America’s 78 million Catholics, along with millions of other people of faith, have been encouraged by the selection of Pope Francis--a Jesuit priest devoted to the poor and focused on social justice--to head the 1.2 billion member church. As Walter Russell Mead, of the moderate American Interest, wrote about the saint whose name the new pope has taken:
St. Francis holds up a credible ideal for our time, an example that can speak powerfully to the values young people care about. But he’s also a symbol of the opposition between Christian values and the tinselly values of the secular world. Materialism and the quest for prestige and power are the chief ends of life for many. . . The contemporary world admires the virtues of St. Francis, but it cannot live up to them. That gap is where Christians must speak if they are to gain a hearing in these difficult times.
Difficult times indeed for believers, difficulties hardly overcome by a cable TV miniseries or a new pope. Mead, a non-Catholic, is very aware of how the erosion of faith affects those beyond Pope Francis’ flock, having earlier written that Protestant denominations:
are suffering from the same troubles that afflict the Church of Rome.  . . Textual criticism has challenged traditional views about the antiquity, accuracy and authority of the scriptures. The social consequences of cheap and easy birth control have opened a rift between traditional religious teachings about human sexuality and the ideas and behavior of many people in the West. The consumer society and the mass media associated with it constantly pull people, perhaps especially young people, away from Christian ideas even as an increasingly secular civil society pushes religion off to the side of the public square.
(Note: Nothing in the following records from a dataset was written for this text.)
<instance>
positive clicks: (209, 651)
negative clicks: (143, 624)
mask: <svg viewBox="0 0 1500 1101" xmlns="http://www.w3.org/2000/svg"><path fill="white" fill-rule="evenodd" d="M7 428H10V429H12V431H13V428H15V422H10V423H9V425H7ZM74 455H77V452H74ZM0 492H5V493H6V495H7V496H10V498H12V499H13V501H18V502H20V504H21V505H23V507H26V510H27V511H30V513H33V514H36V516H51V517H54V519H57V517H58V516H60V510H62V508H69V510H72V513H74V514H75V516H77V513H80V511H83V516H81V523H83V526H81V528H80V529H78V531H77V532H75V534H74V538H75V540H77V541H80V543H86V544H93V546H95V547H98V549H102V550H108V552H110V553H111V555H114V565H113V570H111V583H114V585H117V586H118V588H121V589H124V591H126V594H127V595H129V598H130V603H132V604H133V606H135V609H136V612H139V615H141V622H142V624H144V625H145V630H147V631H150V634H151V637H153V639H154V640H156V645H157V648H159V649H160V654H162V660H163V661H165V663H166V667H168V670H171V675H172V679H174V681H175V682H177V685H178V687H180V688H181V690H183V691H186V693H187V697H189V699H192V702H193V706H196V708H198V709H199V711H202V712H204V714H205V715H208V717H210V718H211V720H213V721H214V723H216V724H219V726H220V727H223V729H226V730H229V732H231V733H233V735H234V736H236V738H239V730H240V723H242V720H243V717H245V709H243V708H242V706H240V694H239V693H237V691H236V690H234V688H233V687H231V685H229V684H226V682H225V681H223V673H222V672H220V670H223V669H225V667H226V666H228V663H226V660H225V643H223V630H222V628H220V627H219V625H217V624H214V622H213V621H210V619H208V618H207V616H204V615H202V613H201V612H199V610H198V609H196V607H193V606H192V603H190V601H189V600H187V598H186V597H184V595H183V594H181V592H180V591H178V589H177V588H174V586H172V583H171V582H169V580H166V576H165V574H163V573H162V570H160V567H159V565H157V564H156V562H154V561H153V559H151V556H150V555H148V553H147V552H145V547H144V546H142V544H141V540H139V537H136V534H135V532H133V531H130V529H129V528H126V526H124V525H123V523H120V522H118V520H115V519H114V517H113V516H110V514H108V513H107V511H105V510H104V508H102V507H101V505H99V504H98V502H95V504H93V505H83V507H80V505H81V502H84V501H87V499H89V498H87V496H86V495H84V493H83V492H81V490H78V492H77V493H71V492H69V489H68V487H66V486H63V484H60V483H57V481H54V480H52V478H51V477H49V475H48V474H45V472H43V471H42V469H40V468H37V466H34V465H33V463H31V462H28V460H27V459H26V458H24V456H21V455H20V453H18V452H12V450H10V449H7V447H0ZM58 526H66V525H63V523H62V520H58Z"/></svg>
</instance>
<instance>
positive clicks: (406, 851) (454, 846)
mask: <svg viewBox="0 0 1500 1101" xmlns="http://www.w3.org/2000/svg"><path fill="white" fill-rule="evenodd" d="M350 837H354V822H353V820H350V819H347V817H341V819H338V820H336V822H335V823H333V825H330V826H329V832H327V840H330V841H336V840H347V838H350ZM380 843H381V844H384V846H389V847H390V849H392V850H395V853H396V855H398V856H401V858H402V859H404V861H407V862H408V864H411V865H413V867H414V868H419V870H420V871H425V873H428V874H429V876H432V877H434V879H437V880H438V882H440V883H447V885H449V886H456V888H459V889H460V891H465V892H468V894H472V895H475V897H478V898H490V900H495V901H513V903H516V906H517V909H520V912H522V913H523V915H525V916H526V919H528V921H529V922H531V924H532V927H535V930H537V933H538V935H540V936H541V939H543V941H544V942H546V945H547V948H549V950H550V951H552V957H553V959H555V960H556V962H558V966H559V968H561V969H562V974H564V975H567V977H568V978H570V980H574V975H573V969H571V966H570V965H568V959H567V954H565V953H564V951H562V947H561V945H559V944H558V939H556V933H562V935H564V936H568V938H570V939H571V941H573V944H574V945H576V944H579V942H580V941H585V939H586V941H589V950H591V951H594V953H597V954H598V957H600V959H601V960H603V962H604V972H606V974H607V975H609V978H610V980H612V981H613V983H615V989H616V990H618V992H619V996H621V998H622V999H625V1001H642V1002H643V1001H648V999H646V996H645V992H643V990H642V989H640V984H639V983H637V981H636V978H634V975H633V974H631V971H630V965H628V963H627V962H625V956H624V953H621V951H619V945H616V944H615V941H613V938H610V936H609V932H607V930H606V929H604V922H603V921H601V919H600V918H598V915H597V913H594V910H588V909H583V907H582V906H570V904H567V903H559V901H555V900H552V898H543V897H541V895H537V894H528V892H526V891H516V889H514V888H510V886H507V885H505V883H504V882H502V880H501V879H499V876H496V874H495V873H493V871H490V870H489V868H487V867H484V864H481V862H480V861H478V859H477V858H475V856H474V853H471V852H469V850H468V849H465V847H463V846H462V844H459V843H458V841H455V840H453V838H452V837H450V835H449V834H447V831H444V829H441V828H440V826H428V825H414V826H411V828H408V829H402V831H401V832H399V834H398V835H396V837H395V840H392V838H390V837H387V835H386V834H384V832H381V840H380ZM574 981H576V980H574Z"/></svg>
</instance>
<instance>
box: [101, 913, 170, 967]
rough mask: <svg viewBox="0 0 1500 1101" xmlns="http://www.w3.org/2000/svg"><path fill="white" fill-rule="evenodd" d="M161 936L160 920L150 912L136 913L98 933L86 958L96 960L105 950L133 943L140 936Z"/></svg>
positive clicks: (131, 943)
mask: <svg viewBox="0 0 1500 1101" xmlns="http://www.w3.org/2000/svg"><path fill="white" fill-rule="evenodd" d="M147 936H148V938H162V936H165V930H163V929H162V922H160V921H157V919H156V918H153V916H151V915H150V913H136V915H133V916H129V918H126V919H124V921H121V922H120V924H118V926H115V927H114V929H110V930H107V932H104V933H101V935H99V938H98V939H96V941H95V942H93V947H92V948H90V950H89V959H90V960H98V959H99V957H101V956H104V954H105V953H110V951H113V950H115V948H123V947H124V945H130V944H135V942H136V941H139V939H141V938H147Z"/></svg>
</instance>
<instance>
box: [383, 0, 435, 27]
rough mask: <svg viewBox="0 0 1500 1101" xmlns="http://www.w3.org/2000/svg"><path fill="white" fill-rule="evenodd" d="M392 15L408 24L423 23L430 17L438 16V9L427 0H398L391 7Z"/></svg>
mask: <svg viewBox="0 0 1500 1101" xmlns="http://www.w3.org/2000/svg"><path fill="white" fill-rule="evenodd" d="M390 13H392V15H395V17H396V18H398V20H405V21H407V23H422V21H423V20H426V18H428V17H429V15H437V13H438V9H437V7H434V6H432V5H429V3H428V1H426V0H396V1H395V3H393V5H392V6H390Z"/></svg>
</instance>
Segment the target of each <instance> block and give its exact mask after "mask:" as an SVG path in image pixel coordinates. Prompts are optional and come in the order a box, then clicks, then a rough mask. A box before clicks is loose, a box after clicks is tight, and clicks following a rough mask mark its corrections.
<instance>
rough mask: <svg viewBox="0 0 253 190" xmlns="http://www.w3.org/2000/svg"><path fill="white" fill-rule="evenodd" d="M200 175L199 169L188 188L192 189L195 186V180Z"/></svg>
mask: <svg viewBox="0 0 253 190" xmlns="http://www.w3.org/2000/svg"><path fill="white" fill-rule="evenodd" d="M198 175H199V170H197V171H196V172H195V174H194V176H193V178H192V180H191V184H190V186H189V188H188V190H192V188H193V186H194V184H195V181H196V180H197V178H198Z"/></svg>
Mead identifies the New York Times specifically as a place “where hostility to all things Roman Catholic is a longstanding tradition,” singling out the paper’s Frank Bruni and his article, “The Wages of Celibacy:”
Bruni’s discussion of celibacy omits any possible benefits that might flow from this way of life. . . For millions of Catholic and Orthodox monks, priests and nuns down through the centuries, [celibacy] was a choice that they consciously made. They felt called to sacrifice earthly ties to deepen their relationship with God and to focus exclusively on serving him rather than tending families on earth.
As Mead says,
many great scholars and philosophers have [with Bruni] held [that] God either doesn’t exist or is so much in the background of things that he might as well not be there at all. Satisfaction is to be sought in the here and now; this life on earth offers all we need . . . Forget . . . mystical unions with Christ, forget the ecstasies of the saints, the Beatific Vision, the dream of fulfilling your life by picking up your cross and following Christ as closely as you can. Find an age-appropriate spouse of whatever gender works for you, and lead the rich and satisfying life of an upper middle class professional who enjoys the newspaper of record, and try not to think about old age, death, or anything else that suggests that the natural order is either incomplete or flawed.
That’s the view from Bruni, the New York Times, and much of our national elite. But even if you don’t relate in any way to organized religion, the challenge remains of finding meaning in life beyond an all-too-transitory pursuit of what feels good. Listen to Arthur Brooks, president of the conservative American Enterprise Institute:
Defending a healthy culture of family, community and work does not mean imposing an alien "bourgeois" morality on others. It is to recognize what people need to be happy and successful—and what is most missing today in the lives of too many poor people.
While the national elite mostly preaches a secular culture vividly portrayed by Hollywood, it's the poor who suffer most under Hollywood's value system.  Perhaps Pope Francis truly does offer hope in a largely poor and value-challenged world.